Guinée : dix-neuf ans après le “non” du 28 septembre 1958 |
Il a suffi d'un « non » retentissant prononcé par le peuple guinéen à la demande de Sékou Touré le 28 septembre 1958 — il y a dix-neuf ans — pour que naisse la Guinée indépendante et, avec elle, le mythe de Sékou Touré.
Il a suffi … écrivons-nous aujourd'hui. Mais il faut se reporter à l'époque, et en 1958, il fallait le faire ! Qui plus est, à la face d'un certain général de Gaulle, et comme pour exorciser d'un mot l'humiliation centenaire du peuple noir …
En tout cas, seul Sékou Touré a osé. Les historiens affirment que ce ne fut pas sans hésitation ni tentative désespérée d'annuler ou d'atténuer les effets de l'audace. Il n'importe ! Le mythe s'était élancé dans le ciel et les mythes sont — pour un temps parfois long — plus forts que la vérité …
Compagnon du mythe, un immense espoir est né en 1958. De Conakry, il s'est propagé en ondes vibrantes à travers l'Afrique toute entière, transperçant de plein fouet le coeur de sa jeunesse. Souvenons-nous : c'était en outre la grande époque ; déjà Nkrumah et Nasser, bientôt Lumumba et Ben Bella. En contrepoint, Fanon, Guevara et Fidel. Qui de nous n'a vibré ?
Et qui de nous, aujourd'hui, n'est endolori par la chute ?
C'est que ni Sékou Touré ni la Guinée n'ont su être à la hauteur de l'espoir qu'ils ont fait naître. Tant s'en faut.
La réalité guinéenne est mal connue, aujourd'hui encore, parce que Sékou s'emploie désespérément à la cacher pour faire survivre quelques années de plus un mythe dont — seul — il se nourrit.
II y est puissamment aidé par tous ceux qui refusent d'entendre parce qu'ils veulent maintenir vivant, en eux-mêmes, l'espoir, un espoir, n'importe quel espoir …
Je les comprends, nous les comprenons plus qu'ils ne le pensent. Mais notre rôle à nous, historiens de l'immédiat, tel que nous le concevons à Jeune Afrique, n'est pas d'être l'opium des intellectuels, encore moins de les fournir en LSD.

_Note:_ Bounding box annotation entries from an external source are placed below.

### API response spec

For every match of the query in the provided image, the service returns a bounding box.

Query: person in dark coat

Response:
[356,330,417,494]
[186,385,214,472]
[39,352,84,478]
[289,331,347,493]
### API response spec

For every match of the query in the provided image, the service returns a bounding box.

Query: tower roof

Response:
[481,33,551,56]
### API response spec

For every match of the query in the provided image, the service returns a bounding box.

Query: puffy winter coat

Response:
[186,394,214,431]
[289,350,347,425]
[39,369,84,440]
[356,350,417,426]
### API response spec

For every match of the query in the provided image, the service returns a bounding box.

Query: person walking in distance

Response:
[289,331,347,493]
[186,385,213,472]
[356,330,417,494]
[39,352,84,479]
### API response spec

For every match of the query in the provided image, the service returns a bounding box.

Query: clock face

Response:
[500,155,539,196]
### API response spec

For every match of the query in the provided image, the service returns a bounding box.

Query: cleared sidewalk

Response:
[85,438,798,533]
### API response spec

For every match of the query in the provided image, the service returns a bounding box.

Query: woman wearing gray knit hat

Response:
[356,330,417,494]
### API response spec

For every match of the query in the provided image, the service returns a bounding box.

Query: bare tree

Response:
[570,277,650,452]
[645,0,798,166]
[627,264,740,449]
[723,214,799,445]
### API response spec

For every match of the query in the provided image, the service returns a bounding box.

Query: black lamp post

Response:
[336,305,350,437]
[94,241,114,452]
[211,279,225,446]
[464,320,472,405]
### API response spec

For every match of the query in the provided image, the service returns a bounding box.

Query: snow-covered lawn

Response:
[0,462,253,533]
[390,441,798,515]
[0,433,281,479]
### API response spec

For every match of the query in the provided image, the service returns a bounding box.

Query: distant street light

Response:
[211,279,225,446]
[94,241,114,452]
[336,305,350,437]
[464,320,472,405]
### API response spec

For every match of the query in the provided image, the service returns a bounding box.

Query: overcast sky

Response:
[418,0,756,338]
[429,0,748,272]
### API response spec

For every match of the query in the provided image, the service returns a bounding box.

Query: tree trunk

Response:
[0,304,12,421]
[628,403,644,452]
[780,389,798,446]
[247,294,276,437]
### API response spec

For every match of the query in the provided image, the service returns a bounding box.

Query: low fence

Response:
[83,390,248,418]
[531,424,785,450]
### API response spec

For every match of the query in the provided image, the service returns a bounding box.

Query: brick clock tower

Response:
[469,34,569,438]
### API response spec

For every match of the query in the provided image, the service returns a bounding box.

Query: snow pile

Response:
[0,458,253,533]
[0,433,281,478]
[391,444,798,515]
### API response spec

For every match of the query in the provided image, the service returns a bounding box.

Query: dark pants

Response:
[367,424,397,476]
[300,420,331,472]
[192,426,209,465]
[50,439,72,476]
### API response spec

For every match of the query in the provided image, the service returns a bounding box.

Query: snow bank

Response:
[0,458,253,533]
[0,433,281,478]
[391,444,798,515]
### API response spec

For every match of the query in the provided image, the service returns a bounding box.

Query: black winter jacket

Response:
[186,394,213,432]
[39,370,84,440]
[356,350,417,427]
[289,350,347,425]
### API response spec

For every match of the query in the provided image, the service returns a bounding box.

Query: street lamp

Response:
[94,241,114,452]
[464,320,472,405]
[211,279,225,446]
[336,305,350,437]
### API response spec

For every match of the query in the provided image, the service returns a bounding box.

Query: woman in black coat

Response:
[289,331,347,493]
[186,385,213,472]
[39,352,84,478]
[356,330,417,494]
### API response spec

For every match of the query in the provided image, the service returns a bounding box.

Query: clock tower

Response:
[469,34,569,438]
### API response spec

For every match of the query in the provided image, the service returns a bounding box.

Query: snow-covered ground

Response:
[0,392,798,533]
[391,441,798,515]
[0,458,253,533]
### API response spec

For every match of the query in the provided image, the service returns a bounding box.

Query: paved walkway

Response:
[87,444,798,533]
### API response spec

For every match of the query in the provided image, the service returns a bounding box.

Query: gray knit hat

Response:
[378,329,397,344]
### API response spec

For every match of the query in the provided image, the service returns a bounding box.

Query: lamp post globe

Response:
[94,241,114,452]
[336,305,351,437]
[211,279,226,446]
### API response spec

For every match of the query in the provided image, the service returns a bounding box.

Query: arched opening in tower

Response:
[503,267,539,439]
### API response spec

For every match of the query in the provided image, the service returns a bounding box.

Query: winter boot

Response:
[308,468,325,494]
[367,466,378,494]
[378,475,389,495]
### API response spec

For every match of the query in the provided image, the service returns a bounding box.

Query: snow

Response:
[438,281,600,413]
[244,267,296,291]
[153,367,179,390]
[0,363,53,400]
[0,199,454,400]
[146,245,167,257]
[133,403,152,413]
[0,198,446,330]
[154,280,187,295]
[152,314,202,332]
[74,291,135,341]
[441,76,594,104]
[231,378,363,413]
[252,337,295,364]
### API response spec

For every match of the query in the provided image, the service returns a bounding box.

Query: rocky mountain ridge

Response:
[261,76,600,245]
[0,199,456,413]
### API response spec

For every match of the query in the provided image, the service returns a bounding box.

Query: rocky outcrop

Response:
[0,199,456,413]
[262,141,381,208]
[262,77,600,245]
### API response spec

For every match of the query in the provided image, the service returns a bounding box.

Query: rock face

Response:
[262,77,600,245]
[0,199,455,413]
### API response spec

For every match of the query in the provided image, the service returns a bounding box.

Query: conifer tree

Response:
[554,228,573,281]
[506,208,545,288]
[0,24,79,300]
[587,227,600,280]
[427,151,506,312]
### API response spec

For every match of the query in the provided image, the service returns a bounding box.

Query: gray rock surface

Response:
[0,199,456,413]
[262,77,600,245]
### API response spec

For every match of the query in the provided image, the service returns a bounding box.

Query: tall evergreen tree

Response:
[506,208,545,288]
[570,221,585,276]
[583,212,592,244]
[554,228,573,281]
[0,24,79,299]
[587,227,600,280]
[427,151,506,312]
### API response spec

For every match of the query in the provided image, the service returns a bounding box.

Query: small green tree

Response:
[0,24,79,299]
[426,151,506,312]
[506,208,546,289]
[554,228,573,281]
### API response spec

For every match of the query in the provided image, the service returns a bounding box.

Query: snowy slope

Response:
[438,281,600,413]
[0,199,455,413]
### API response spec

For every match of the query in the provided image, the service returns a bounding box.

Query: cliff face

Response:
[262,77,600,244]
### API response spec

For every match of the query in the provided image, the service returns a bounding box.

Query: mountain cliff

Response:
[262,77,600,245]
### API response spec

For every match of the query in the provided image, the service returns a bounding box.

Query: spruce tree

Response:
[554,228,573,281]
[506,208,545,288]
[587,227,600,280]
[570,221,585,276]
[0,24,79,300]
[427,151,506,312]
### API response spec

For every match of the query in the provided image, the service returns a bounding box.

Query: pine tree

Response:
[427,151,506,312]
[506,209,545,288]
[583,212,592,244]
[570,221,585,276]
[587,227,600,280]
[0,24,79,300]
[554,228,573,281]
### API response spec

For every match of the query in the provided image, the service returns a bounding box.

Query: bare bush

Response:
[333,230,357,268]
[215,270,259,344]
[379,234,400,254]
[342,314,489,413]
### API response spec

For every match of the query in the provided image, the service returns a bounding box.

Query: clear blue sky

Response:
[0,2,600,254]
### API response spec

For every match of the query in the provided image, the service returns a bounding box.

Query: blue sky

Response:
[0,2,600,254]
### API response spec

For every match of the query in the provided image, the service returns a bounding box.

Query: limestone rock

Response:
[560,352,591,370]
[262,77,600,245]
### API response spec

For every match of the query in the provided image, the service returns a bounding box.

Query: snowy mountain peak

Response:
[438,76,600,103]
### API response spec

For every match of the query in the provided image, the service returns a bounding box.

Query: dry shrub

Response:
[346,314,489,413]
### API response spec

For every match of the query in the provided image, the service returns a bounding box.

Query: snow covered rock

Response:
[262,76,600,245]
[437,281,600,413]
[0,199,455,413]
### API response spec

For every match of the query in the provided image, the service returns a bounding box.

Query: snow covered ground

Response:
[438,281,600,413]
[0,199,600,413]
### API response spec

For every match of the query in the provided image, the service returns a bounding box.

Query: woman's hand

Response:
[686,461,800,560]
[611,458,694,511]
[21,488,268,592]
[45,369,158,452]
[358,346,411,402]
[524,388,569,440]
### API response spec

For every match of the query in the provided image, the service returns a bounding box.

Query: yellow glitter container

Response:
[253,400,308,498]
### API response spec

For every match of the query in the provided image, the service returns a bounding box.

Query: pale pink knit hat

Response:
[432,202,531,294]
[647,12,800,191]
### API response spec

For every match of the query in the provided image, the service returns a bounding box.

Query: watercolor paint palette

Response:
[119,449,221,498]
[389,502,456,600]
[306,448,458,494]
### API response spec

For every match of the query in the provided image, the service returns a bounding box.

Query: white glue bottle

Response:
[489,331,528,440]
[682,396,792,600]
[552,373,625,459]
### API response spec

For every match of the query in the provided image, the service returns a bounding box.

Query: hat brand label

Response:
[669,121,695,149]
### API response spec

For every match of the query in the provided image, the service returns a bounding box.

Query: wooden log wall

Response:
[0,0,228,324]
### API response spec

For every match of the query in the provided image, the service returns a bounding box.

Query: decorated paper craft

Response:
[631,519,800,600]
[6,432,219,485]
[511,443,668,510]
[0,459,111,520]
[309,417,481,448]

Notre fonction est au contraire de déraciner les mythes lorsqu'ils sont devenus une imposture. En injectant dans le corps du malade des doses répétées d'un sérum douloureux dénommé « vérité ». C'est ce que nous croyons devoir faire dans ce « Pour tout dire » consacré à la Guinée.
Ce qu'on sait de la réalité guinéenne sans que le doute soit permis est effrayant. En petit, donc en concentré, Sékou a fait de la Guinée ce que Staline a fait de l'URSS sa chose, l'instrument de sa folie. Mais tandis que Staline a tout de même développé son pays, Sékou l'a apprauvi, saigné dans tous les sens du terme (voir bilan économique). Pour paraphraser une formule célèbre : Sékou c'est Staline, moins le développement.
Un petit Staline africain, à l'oeuvre depuis vingt ans et qui continue en 1977 à traquer, à torturer, à tuer. Au nom du socialisme, d'une révolution aussi creuse qu'une coquille de noix. Le laissera-t-on faire jusqu'à ce qu'il n'y ait plus de Guinéens pour témoigner contre lui pour ses crimes, et contre nous, pour notre silence ?
Dans les pages suivantes, des victimes de Sékou livrent leurs témoignages. L'authenticité en est indiscutable et le ton poignant. Certains d'entre eux racontent ce qu'ils ont enduré ; d'autres tentent désespérément de comprendre : pourquoi ? L'un est encore à Conakry, en danger de mort. Sans nous connaître, en nous écrivant, il a mis sa vie entre nos mains. Un autre nous a apporté le plan du tristement célèbre Camp Boiro. Autant de signes qui ne trompent pas.
Et Diallo Telli, ne vous posez-vous pas la question : dans quelle trappe est-il enseveli ?
Non ! Vous ne pouvez plus vous boucher les oreilles. Vous ne pouvez plus vous taire. L'Afrique ne peut pas se permettre d'enfanter un Staline. Et de le couvrir.